Photo Credit: Bryan Thomas

Susan Berfield writes and edits investigative and feature stories for Bloomberg Businessweek. With colleagues around the world, she revealed the exploitation and opportunities in the trade of human eggs. She profiled a young coder who followed Elon Musk to Washington in "Doge-Pilled." She examined the dangers of generic drugs and the flaws in our recall system. She reported on a company's years-long effort to misinform residents and discredit activists seeking to remove nuclear waste from a Superfund site outside St. Louis. Several months later, the Environmental Protection Agency reversed an earlier decision and demanded the company do so.
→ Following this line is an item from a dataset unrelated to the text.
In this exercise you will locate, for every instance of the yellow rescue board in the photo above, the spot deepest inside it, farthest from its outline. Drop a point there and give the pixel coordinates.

Using confidential documents, she exposed how Walmart spies on its workers to prevent them from organizing. And she helped uncover a con man who talked a small Missouri town out of millions and was later convicted of fraud.

 

"The Egg" won a 2025 Loeb award for feature writing and honors from the Overseas Press Club, the Deadline Club, and the New York Press Club. Stories she's edited were finalists for a National Magazine award and Overseas Press Club award. A collaboration with WNYC about the secretive family behind the largest mall in the country was a Gerald Loeb finalist. She's also won awards from the Newswomen's Club of New York, the American Society of Business Publication Editors, and the Education Writers' Association. Her story about honey smugglers was the basis for an episode of the documentary series Rotten, which premiered on Netflix in 2018. She’s appeared on National Public Radio and PBS NewsHour.

 

Before joining Businessweek, she was a senior writer at Asiaweek in Hong Kong, where her story, "Ten Days that Shook Indonesia," won the Society of Asian Publishers’ Reporting Award and the Hong Kong Human Rights Press Award.

 

She earned a master’s degree at the School of International and Public Affairs at Columbia University, where she was a Zuckerman Fellow. Her undergraduate degree is from Brown University; after graduating, she co-directed a documentary about women in India funded by Brown's Arnold Fellowship.

 

The Hour of Fate was supported by the Logan Nonfiction Fellowship.